I have trouble to properly understand the definition of a riemannian metric.
Let $M$ be a smooth manifold. We have the definition of tensor fields as the smooth sections of
$T^{r,s} M=\underbrace{TM \otimes ... \otimes TM}_{r} \otimes \underbrace{T^{*}M \otimes...\otimes T^{*}M}_s$
Then we have defined, that a pseudo-Riemannian metric is a $(0,2)$ tensor field $g$ on $M$, where $g_p$ is a scalar product for each $p \in M$
That means, that $g(p)$ is a bilinear form $T_pM \times T_p M \rightarrow \mathbb{R}$, right?
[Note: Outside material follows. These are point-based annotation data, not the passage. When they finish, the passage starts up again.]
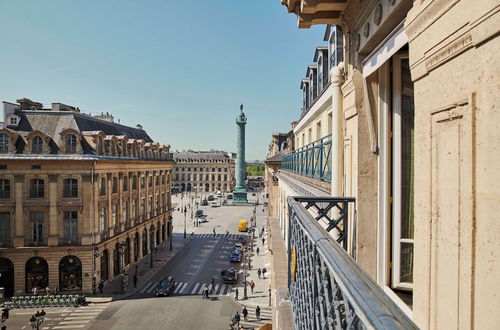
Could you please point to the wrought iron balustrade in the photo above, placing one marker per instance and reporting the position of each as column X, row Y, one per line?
column 313, row 160
column 327, row 288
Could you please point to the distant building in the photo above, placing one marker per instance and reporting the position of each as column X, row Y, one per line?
column 204, row 171
column 81, row 198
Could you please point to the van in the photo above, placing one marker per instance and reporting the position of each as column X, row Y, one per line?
column 243, row 225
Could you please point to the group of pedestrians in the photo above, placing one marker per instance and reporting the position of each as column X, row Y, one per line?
column 237, row 318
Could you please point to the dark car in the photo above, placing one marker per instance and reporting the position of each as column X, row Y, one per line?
column 230, row 276
column 165, row 287
column 235, row 256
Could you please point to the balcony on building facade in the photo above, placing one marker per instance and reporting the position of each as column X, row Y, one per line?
column 327, row 288
column 313, row 160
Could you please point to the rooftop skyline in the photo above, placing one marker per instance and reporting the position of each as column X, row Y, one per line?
column 180, row 69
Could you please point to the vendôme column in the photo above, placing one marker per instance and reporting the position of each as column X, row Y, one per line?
column 240, row 192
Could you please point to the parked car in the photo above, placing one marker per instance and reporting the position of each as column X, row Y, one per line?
column 230, row 276
column 235, row 256
column 165, row 287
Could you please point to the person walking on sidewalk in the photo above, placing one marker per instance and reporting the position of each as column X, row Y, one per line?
column 245, row 314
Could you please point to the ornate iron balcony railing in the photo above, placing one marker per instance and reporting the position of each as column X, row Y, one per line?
column 312, row 160
column 328, row 290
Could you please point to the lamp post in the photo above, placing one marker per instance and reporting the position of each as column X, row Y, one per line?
column 94, row 275
column 151, row 240
column 185, row 211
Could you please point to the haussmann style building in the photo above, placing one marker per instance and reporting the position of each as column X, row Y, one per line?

so if $g$ is a $(0,2)$ tensor field, then $g:M \rightarrow T^{*}M \otimes T^{*}M$, so $g_p \in T_pM ^{*}\otimes T_pM^{*}, g_p= \sum\limits_{i,j=1}^n c_{ij} (e_j \otimes e_j)$, where $c_{ij} \in \mathbb{R}$ and $(e_i)$ is a basis of $T_pM^{*}$. Now let $v,w \in T_pM$, then $g_p(v,w)= \sum\limits_{i,j=1}^n c_{ij} (e_j(v) \otimes e_j(w)) \in \mathbb{R}$
Is my interpretation correct? It's not that I have a concrete question, it's just that my knowledge also of tensors is not very deep so I'm not quite sure about it.